Мне вспомнилось чувство возмущения, охватившее меня, когда однажды зимой я был с родителями в Альпах. Отец сфотографировал мать на фоне горных вершин, покрытых снегом; у матери были темные волосы, и она одела светлое пальто. Когда отец снимал, я стоял рядом с ним; все вокруг было белым-бело, только волосы матери были темные; но когда отец показал мне дома негатив, казалось, что на нем изображена беловолосая негритянка, стоящая перед высоченными грудами угля. Я возмутился, и объяснение химического процесса – кстати, не очень сложное – меня не удовлетворило. Я думал – и думаю по сю пору, – что несколькими химическими формулами, растворами и солями ничего нельзя объяснить, зато выражение «камера-обскура» произвело на меня ошеломляющее впечатление; потом, чтобы успокоить меня, отец сфотографировал мать в нашем городе в черном пальто на фоне груд угля; но на негативе я увидел беловолосую негритянку в белом пальто на фоне бесконечно высоких снежных вершин; темным выглядело только то, что в действительности было светлым – белое лицо матери, а ее черное пальто и груды угля – все казалось таким светлым, таким нарядным, словно мать, улыбаясь, стояла на снегу.

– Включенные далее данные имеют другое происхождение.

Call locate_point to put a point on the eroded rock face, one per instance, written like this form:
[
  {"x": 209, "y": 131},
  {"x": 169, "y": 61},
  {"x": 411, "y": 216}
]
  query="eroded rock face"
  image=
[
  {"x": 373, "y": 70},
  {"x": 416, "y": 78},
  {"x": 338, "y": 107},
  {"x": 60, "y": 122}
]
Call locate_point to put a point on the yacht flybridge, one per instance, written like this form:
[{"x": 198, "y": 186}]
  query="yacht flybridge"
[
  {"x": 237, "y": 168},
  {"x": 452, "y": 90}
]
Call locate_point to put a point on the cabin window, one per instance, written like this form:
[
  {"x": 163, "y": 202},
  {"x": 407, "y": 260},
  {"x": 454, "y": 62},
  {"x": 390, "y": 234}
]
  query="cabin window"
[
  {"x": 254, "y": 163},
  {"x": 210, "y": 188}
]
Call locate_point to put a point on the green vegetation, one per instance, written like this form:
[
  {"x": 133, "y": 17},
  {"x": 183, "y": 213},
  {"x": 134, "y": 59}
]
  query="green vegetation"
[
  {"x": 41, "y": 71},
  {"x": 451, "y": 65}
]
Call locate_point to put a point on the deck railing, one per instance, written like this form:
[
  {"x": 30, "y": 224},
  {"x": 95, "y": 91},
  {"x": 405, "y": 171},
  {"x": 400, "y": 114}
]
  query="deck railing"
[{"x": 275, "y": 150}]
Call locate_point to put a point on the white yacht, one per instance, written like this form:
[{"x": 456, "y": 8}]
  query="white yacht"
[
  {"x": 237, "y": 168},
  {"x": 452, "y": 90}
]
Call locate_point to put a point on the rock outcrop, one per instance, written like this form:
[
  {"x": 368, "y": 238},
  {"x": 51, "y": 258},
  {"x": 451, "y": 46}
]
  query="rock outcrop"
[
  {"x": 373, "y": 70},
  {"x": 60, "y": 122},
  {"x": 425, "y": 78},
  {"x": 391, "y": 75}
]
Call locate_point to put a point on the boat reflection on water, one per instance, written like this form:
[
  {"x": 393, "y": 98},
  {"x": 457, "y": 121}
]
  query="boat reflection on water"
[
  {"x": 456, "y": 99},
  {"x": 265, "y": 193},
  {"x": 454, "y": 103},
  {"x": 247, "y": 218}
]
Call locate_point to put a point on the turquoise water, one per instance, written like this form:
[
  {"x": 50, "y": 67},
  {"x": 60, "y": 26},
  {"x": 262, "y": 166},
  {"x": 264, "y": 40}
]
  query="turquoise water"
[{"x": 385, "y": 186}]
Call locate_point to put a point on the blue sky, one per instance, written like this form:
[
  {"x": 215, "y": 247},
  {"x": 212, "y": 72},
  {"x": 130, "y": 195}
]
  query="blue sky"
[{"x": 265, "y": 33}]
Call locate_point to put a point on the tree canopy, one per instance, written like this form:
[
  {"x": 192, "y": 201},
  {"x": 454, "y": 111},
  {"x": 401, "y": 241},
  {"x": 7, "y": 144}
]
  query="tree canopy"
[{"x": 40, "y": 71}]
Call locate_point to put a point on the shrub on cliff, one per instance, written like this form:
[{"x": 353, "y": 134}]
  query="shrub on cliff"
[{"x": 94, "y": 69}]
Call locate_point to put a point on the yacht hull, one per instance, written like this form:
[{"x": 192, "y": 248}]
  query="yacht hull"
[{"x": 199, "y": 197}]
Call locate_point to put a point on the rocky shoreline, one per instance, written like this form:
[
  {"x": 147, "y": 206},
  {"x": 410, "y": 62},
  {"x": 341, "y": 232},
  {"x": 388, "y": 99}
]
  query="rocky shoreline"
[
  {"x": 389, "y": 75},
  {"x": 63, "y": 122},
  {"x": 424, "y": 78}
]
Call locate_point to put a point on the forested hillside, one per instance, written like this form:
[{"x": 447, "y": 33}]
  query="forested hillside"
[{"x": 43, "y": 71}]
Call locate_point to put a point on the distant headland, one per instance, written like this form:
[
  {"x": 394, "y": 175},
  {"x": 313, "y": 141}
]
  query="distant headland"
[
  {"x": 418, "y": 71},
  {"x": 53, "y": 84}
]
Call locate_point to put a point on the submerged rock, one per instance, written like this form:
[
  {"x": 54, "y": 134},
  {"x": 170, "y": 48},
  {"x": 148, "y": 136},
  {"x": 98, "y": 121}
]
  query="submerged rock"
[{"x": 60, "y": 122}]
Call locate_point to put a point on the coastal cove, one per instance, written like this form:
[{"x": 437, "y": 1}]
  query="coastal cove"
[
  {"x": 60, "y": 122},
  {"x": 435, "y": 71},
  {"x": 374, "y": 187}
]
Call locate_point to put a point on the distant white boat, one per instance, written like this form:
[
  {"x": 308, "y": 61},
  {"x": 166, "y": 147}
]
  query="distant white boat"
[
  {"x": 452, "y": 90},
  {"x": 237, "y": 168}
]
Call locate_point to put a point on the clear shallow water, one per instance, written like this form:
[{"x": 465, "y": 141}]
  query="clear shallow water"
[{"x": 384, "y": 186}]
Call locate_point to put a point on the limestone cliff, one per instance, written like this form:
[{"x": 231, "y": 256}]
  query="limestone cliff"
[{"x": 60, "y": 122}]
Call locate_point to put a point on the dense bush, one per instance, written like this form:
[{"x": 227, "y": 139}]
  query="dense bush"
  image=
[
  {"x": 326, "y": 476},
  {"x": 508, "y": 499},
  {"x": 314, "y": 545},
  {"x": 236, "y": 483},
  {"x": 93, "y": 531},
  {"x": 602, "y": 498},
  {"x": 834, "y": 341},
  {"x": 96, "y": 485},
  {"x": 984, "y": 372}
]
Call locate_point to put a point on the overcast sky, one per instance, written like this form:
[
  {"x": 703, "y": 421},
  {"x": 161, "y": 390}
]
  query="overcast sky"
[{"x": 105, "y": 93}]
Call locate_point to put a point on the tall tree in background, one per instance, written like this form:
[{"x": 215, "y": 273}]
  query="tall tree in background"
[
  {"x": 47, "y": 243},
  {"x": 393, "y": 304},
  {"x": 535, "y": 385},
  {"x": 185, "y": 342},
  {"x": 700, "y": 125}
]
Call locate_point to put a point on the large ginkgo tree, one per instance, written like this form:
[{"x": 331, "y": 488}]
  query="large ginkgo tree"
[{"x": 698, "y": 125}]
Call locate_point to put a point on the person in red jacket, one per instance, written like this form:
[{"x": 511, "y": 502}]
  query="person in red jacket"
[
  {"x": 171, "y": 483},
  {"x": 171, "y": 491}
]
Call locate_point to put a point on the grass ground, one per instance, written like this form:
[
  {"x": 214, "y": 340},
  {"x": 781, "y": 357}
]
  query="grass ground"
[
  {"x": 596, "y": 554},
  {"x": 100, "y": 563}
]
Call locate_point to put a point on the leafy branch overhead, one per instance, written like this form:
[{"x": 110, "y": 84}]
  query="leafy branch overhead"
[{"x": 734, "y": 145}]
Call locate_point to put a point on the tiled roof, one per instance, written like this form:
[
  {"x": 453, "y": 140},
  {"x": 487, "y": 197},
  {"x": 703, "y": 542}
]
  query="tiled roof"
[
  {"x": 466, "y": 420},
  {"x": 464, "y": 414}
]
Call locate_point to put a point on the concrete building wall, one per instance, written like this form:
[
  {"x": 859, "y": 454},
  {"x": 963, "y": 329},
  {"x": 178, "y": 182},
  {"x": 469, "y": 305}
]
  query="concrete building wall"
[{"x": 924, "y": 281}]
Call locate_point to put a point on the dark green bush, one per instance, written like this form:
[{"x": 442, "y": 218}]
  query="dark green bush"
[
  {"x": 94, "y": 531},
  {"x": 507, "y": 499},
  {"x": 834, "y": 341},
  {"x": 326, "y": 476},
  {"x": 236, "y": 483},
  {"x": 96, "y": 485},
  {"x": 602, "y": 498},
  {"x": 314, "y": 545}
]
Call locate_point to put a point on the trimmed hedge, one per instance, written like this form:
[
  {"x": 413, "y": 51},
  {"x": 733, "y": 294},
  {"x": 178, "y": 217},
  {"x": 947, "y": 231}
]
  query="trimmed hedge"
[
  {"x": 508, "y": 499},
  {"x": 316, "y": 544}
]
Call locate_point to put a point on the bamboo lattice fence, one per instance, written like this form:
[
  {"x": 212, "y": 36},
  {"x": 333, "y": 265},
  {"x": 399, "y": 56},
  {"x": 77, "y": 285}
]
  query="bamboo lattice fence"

После этого второго снимка мое возмущение не уменьшилось; с тех пор фотография никогда меня не интересовала; мне всегда казалось, что снимки не следует печатать с негативов, потому что готовые фотографии меньше всего походили на них: я хотел смотреть только на негативы; и еще меня очаровывала темная каморка, где отец при красном свете купал негативы в каких-то таинственных ванночках до тех пор, пока снег становился снегом, а уголь – углем, но это был плохой снег и плохой уголь… зато мне казалось, что на негативе снег был хорошим углем, а уголь – хорошим снегом. Отец попробовал успокоить меня, сказав, что единственно верный снимок всего существующего находится в неведомой камере-обскуре – в божественном разуме; но и это объяснение я счел тогда слишком простым, потому что слово «бог» было тем громким словом, за которым взрослые пытались все скрыть.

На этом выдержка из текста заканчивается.